Dromerij

Van welke kerk droom je, van welke gemeente? Die vraag is al een tijdje ‘in’. Wat is je ideaal, hoe zou je het graag zien? Wat kunnen we daarvoor doen? Wat (en wie?) moeten we veranderen? Het maken van beleidsplannen werkt dit in de hand.
Tegen dit uitgaan van jezelf heeft Dietrich Bonhoeffer zich fel verzet. In ‘Leven met elkaar’ dat hij in 1937 voor een groep seminaristen, predikanten en kerkelijk werkers in opleiding schreef, zegt hij hier kritische dingen over die nog altijd hout snijden.

De passage die nu volgt vind ik ontdekkend en pijnlijk, maar ook heilzaam. Je kunt er als gemeentelid en als gemeenschap je winst mee doen. Om die reden heb dit fragment bij de start van dit nieuwe seizoen uitgekozen.

‘Elke menselijke wensdroom, die in de christelijke gemeenschap wordt binnengebracht, belemmert de echte gemeenschap en moet stuk gebroken worden, opdat de echte gemeenschap zal kunnen leven. (..)’

‘God haat die dromerij, want ze maakt hoogmoedig en veeleisend. Wie zichzelf een beeld van deze gemeenschap droomt, eist van God, van de ander en van zichzelf de vervulling van die droom. Hij komt de gemeenschap der christenen al binnen met eisen, stelt eigen wetten op en beoordeelt daarnaar de broeders, en ook God zelf. Hij leeft in de kring der broeders onbarmhartig en als een levend verwijt voor alle anderen. Hij doet, alsof hij nu eens de christelijke gemeenschap tot stand moet brengen, alsof zijn droombeeld de mensen moet verenigen. Wat niet volgens zijn wil gaat, noemt hij mislukking. Waar zijn ideaal niet verwerkelijkt wordt, ziet hij de gemeenschap uiteen vallen. Zo gaat hij eerst zijn broeders, dan God en tenslotte ook in vertwijfeling zichzelf als schuldigen aanwijzen.’ Wilt u ‘t woordje ‘zusters’ zelf overal aanvullen?!

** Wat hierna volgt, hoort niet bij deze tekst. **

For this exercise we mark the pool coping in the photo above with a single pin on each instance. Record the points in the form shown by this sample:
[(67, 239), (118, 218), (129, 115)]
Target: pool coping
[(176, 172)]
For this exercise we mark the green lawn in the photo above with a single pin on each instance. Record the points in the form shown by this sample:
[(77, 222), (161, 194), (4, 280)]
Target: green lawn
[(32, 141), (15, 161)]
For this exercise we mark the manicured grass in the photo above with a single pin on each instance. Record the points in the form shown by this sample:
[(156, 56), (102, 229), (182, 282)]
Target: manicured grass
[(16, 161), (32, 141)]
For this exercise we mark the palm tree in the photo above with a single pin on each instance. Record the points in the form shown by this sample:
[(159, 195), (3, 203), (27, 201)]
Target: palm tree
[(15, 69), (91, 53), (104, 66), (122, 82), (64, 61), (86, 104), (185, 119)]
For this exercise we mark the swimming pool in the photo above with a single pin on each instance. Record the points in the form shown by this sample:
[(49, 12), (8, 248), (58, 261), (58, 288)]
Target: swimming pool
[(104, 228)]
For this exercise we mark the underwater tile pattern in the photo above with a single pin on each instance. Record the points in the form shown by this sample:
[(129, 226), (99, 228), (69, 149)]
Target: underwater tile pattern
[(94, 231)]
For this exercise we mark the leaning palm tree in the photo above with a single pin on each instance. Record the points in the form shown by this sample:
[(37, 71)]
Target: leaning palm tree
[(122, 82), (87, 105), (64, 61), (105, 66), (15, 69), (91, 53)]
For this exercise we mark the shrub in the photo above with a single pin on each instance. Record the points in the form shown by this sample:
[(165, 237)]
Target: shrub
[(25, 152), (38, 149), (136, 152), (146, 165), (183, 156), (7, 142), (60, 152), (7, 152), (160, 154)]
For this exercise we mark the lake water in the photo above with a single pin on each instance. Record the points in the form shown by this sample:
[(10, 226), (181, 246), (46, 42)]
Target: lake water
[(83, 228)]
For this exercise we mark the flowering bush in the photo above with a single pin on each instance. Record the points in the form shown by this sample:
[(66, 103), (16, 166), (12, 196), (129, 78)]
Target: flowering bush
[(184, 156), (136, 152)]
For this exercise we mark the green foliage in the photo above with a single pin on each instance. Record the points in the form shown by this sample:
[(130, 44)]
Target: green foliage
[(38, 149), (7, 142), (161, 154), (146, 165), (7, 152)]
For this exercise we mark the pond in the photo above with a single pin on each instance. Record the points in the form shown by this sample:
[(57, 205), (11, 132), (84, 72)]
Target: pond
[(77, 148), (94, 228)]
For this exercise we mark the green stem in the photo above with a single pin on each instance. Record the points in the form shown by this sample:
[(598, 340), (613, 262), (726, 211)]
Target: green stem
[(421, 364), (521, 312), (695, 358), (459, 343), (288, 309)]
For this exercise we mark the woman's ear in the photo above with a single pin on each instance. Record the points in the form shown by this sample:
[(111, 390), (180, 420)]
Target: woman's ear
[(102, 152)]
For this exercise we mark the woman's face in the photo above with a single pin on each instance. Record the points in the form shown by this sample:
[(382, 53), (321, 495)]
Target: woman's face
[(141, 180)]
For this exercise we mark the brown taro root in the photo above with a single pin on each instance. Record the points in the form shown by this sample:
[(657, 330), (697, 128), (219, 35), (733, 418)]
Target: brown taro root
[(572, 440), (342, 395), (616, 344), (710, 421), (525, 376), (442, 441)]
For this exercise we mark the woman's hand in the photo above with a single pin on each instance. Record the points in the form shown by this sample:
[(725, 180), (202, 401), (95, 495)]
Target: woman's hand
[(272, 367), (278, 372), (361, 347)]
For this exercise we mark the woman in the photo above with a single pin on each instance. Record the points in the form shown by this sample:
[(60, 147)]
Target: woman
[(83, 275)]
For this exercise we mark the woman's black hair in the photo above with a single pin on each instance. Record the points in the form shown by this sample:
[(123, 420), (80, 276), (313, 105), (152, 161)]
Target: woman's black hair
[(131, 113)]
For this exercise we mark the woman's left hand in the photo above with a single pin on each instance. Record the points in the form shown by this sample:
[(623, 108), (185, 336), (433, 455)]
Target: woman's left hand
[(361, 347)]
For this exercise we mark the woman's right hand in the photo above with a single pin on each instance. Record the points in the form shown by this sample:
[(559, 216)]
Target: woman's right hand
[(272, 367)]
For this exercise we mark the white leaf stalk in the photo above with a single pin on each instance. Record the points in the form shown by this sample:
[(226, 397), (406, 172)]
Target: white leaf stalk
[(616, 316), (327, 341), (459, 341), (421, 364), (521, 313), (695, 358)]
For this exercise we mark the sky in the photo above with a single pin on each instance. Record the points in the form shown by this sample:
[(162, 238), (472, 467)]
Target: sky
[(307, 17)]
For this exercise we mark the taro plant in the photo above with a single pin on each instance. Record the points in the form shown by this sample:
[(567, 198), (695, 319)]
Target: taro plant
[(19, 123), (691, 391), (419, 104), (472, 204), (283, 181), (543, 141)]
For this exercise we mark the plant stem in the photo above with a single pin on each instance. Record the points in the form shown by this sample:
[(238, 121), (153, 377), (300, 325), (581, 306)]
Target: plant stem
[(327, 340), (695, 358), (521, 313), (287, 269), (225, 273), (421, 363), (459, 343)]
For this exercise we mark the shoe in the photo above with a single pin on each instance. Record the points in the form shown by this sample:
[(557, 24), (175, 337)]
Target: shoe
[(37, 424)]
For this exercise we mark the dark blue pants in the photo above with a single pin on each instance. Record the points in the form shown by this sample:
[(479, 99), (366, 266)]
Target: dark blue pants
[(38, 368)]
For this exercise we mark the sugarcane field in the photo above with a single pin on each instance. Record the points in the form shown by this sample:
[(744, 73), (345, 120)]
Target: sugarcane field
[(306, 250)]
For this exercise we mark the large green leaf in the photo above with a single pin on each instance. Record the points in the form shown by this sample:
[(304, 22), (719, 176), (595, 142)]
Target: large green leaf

‘Omdat God echter voor onze gemeenschap de enige grond reeds lang gelegd heeft en omdat Hij ons al lang voor wij dit leven in gemeenschap met andere christenen binnentraden, met hen tot het ene lichaam in Jezus Christus heeft samengevoegd  -daarom treden wij deze gemeenschap niet binnen als mensen, die iets te eisen hebben, maar als dankbare, ontvangende mensen.
Wij danken God, dat Hij ons broeders geeft, die onder zijn oproep, onder zijn vergeving en onder zijn oproep leven. (..) Is het soms niet genoeg, wat ons gegeven is: broeders die in zonde en nood met ons onder de zegen van zijn genade mogen leven en wandelen?’

Juist teleurstellingen en frustraties kunnen je leren dat je niet van je dromen en idealen leven kunt, maar alleen van het ene woord en de ene daad die ons verenigt: de vergeving der zonden in Jezus Christus. ‘Waar de ochtendnevels der droombeelden verdwijnen, daar breekt de heldere dag der christelijke gemeenschap aan.’